Still, we believe it is a leap worth taking, despite the added costs it will impose on businesses and individuals. Part of the problem with the bill is that it is hard to predict how its different parts will offset each other.
For example, everyone will be required to have insurance. That should result in less cost-shifting from those who do not have insurance to those who do. Obviously, costs will go up for people who have gone without insurance, unless they qualify for Medicaid, and should go down for people who have been paying for insurance that has subsidized care for the uninsured. But when you consider the system of penalties for people and businesses that fail to buy or provide insurance, and the new taxes to support subsidies to help previously uninsured middle class people buy insurance and to expand Medicaid eligibility, it is difficult to predict whether revenues and costs will balance.

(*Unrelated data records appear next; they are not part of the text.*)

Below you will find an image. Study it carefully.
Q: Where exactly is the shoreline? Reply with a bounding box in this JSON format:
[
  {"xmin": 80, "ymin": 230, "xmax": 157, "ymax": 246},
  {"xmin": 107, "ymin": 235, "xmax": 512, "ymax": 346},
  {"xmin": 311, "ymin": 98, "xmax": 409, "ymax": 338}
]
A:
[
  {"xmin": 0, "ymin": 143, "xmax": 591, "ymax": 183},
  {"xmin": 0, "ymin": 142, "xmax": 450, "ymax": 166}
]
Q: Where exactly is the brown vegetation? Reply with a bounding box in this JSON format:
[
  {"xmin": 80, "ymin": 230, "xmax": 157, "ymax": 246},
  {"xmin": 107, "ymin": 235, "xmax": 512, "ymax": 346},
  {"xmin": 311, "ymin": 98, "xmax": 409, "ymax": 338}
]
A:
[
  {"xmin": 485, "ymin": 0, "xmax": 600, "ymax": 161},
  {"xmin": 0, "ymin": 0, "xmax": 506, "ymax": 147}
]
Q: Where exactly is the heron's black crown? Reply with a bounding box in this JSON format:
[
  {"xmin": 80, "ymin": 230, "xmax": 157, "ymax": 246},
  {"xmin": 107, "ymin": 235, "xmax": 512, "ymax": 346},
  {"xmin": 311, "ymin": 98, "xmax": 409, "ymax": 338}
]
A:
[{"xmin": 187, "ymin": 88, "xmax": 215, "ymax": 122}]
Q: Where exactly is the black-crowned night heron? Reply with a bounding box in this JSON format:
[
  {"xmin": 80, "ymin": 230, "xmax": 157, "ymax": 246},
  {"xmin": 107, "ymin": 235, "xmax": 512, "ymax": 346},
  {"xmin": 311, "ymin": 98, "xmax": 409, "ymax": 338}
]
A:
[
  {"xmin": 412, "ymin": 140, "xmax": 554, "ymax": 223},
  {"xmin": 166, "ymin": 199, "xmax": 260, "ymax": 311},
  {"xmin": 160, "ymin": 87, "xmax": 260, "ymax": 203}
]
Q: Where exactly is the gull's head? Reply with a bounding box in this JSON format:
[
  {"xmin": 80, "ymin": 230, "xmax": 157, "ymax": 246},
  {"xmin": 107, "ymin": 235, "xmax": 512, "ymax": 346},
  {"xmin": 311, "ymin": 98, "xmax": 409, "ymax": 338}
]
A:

Our biggest disappointment is that the bill does not do more to contain costs. While it includes experiments and incentives to help restrain the rapid inflation in medical spending, some good ideas have been stripped away. It is hard for us to see much promise on the cost-containment side, and the CBO echoed that sentiment.
But the bottom line is this. The CBO predicts the bill will raise the percentage of insured Americans from the current 83 percent to 96 or 97 percent.
The system of employer-based health insurance would be preserved, so most people with jobs won't be affected much. The insurance business itself will be reformed to eliminate denial of coverage for pre-existing conditions and higher premiums for sick people.
The biggest benefit? The bill should bring more Americans peace of mind. It's hard to put a price on that.